Change Ringing

Despite the curtailing of their liturgical uses, at the beginning of the seventeenth century a lot of church bells remained hanging in church towers. Ringing them was an activity pursued with great enthusiasm, often by groups of boozy young men. Paul Hentzner, a German lawyer who traveled through England in the final years of the sixteenth century, wrote that the English were “vastly fond of great noises that fill the ear, such as the firing of cannon, drums, and the ringing of bells, so that it is common for a number of them, that have got a glass in their heads, to go up into some belfry, and ring the bells for hours together for the sake of exercise.”
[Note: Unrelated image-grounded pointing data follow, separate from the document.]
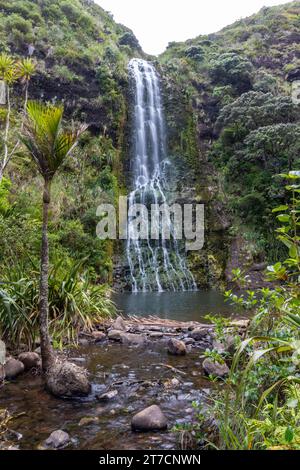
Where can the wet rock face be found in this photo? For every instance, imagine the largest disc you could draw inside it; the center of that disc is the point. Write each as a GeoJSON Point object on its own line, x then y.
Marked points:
{"type": "Point", "coordinates": [150, 419]}
{"type": "Point", "coordinates": [119, 325]}
{"type": "Point", "coordinates": [127, 338]}
{"type": "Point", "coordinates": [65, 379]}
{"type": "Point", "coordinates": [199, 334]}
{"type": "Point", "coordinates": [57, 439]}
{"type": "Point", "coordinates": [176, 347]}
{"type": "Point", "coordinates": [215, 369]}
{"type": "Point", "coordinates": [108, 396]}
{"type": "Point", "coordinates": [13, 368]}
{"type": "Point", "coordinates": [30, 360]}
{"type": "Point", "coordinates": [98, 336]}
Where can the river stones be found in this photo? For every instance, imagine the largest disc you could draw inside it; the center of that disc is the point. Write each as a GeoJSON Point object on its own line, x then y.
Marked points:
{"type": "Point", "coordinates": [88, 421]}
{"type": "Point", "coordinates": [98, 336]}
{"type": "Point", "coordinates": [133, 340]}
{"type": "Point", "coordinates": [115, 335]}
{"type": "Point", "coordinates": [57, 439]}
{"type": "Point", "coordinates": [2, 373]}
{"type": "Point", "coordinates": [119, 324]}
{"type": "Point", "coordinates": [176, 347]}
{"type": "Point", "coordinates": [30, 360]}
{"type": "Point", "coordinates": [215, 369]}
{"type": "Point", "coordinates": [228, 345]}
{"type": "Point", "coordinates": [129, 339]}
{"type": "Point", "coordinates": [13, 368]}
{"type": "Point", "coordinates": [149, 419]}
{"type": "Point", "coordinates": [108, 396]}
{"type": "Point", "coordinates": [65, 379]}
{"type": "Point", "coordinates": [199, 334]}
It was in these long, beer-fuelled ringing sessions that change ringing was invented, as a codification of the disorganized ringing that Hentzner describes. It seems to have started in London and southeast England in the early seventeenth century; it spread, and by the 1660s was a fashionable recreation, with societies springing up all over south, central, and eastern England to further the practice.
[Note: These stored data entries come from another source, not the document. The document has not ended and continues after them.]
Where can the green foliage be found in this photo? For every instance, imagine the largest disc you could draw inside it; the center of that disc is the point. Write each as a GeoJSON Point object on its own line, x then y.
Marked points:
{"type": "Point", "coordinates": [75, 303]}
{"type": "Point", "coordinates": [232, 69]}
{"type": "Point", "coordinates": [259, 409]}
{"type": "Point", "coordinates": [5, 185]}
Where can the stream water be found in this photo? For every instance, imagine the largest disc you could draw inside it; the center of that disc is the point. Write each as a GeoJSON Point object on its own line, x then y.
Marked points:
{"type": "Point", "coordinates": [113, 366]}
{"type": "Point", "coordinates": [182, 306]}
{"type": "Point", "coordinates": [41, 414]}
St Mary-le-Tower Bellringers

Change ringing operates on a simple but strict system of permutations. All the bells in a church tower are rung in rounds; each ringer rings a single bell, and the bells are hung such that the ringer is able to control the sound, making the bell strike once and only once per pull. Every bell must be rung once in each round, and the order in which the bells are rung (that is, the order of the round) may never be repeated. Change-ringing notation uses numbers, with each number standing for a bell.
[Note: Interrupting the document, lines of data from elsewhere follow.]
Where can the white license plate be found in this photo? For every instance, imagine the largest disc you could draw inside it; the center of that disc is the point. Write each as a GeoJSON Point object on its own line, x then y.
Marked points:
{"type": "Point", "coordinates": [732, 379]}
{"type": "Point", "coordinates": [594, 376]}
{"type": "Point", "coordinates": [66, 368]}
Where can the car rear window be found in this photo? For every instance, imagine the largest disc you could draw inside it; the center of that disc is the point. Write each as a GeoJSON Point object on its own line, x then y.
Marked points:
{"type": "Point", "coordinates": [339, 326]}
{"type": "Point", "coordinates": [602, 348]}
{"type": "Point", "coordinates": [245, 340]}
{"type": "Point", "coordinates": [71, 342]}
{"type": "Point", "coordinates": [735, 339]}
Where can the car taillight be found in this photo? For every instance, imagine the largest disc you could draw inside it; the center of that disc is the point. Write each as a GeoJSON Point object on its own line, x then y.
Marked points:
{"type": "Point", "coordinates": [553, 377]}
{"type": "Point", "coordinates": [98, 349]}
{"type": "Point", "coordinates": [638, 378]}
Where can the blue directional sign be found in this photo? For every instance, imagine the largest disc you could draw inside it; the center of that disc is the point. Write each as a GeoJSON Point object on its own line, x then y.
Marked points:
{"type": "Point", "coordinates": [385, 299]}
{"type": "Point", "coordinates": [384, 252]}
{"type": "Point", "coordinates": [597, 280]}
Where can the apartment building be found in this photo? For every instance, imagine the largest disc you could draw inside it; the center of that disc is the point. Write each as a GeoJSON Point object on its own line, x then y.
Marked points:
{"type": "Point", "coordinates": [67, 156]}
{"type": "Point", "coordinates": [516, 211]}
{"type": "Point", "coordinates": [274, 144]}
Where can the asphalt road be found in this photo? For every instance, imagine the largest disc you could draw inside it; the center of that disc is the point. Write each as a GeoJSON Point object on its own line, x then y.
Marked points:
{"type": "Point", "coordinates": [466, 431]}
If a ring of five bells starts ringing from highest bell to lowest, with 1 representing the highest bell and 5 the lowest, the first orderly round can be written as 12345. The following round might be 21345, then 23145, and so on; each new round is known as a change. The aim, in theory at least, is to exhaust all the possible orders in which the bells can be rung, without ever repeating a round; different ways of exhausting all the possible orders are known as “methods.” Strict rules govern which bells can swap places with which, and ringers developed a terminology—words all full of motion: bobs and dodges, hunts and “extream” changes—to describe the various ordered swaps the bells need to make so that they successfully exhaust the circuit and return to the original round, 12345.